Saturday, December 29, 2012

Gilbert Gottfried and the decline and fall of the American empire

In the New York Review of Books, Tim Parks describes the frustrations of being an English writer working for the US market, and I know what he means. It’s not just about the divergences in word use and orthography that have set in since we benevolently decided the colonial bicycle could run without stabilisers; it’s about a whole host of assumptions and inferences, about shifting expectations of what readers might know or not know. (It’s also about tone, so if any passing American Republican readers feel obliged to point out that my metaphorical analysis of the endgame of their Revolutionary War is a tad indulgent to the British, please look up “sarcasm” before commenting. Have a nice day!)

Anyway, language and content. Parks is relatively relaxed about using “gotten” where his instinct would be to put “got”, because that’s a clear cut example of how the language has developed on each side of the Atlantic. What does irk him is that he’s forced to convert to miles, fahrenheit and the twelve-hour clock, even when he’s writing about Italy:
Slowly, as well as being concerned that some sentences were now feeling clunky and odd, I began to wonder if American readers really needed or demanded this level of protection. Wouldn’t they soon figure out, if I said “the temperature was up in the sizzling thirties,” that I was talking Celsius? Or at least that in another part of the world people had another system for measuring temperature where thirty was considered warm? Mightn’t it be fascinating for them to be reminded that the twenty-four-hour clock, which Americans usually associate with military operations, has long been in standard civilian usage in Europe? Italy introduced it as early as 1893.

There are two things going on here. The first, of course, is American cultural hegemony, which means that the average Italian (or a Briton or a Malaysian or an Algerian or whatever) will almost certainly know more about American culture than a similarly random American will know about Italian culture. But there’s a rider to that; because Americans are exposed to so little unfiltered foreign culture, they’re not expected to be able to cope with it. So a Brit may not know who Gilbert Gottfried or Sandy Koufax is, but will probably be able to work out from the context a rough idea why they’re famous; the gatekeepers of US culture will feel the need to explain Norman Wisdom or Monty Panesar to consumers, or even delete the references entirely. (I discussed this a few years ago, in relation to the TV show Extras being tweaked for American viewers.) And we never know whether those consumers have the curiosity to solve the riddles, because they’re so rarely put in a situation where such ingenuity is necessary. Way back when I was working on the North American edition of the Guinness Book of Records, I was specifically ordered not to put metric equivalents alongside US measures “because it’ll only confuse them”.

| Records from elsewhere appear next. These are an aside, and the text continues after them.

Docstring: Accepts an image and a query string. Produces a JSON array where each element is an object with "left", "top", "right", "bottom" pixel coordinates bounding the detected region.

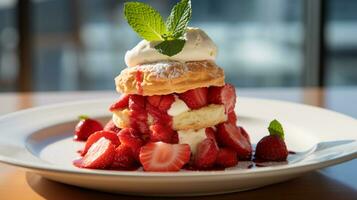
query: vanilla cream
[
  {"left": 125, "top": 27, "right": 217, "bottom": 67},
  {"left": 178, "top": 128, "right": 207, "bottom": 154},
  {"left": 167, "top": 96, "right": 190, "bottom": 116}
]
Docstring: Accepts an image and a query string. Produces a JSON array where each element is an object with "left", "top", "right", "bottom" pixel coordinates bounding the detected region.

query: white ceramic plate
[{"left": 0, "top": 97, "right": 356, "bottom": 196}]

Another example. I’ve got the US edition of The Salmon of Doubt, a posthumous collection of Douglas Adams’s writings. Now, someone has apparently decided that references to “Britain” or “the UK” will be too taxing to readers, so they’ve been replaced by “England”. Most of the time this doesn’t matter much, since although Adams was British, he was also English; he was born and educated in the English bit of Britain and spent most of his life there. But then you get to a sentence such as “But I also believe that England should enter the European Monetary Union.” Apart from the fact that this would have been a constitutional impossibility, surely an American who knew what the European Monetary Union was would also know that England and the UK were two different things?

The fact is that the US has been able to maintain this glorious aloofness because of the economic and cultural advantage it has enjoyed over much of the world for the past 60 years or so. Now that the end of that period of domination is in sight, will they be able to cope with the fact that kilometres and cricket and Norman Wisdom exist, whether they understand them or not? Or are they simply going to disengage from everyone else and celebrate their glorious post-imperial decline by watching endless clips of Gilbert Gottfried? Whoever the hell he is.

1 comment:

Pearl said...

Not only do I believe I shall be able to cope, I demand to be challenged!

:-)

"You've hit the nail on the head, and it saddens me to say it.)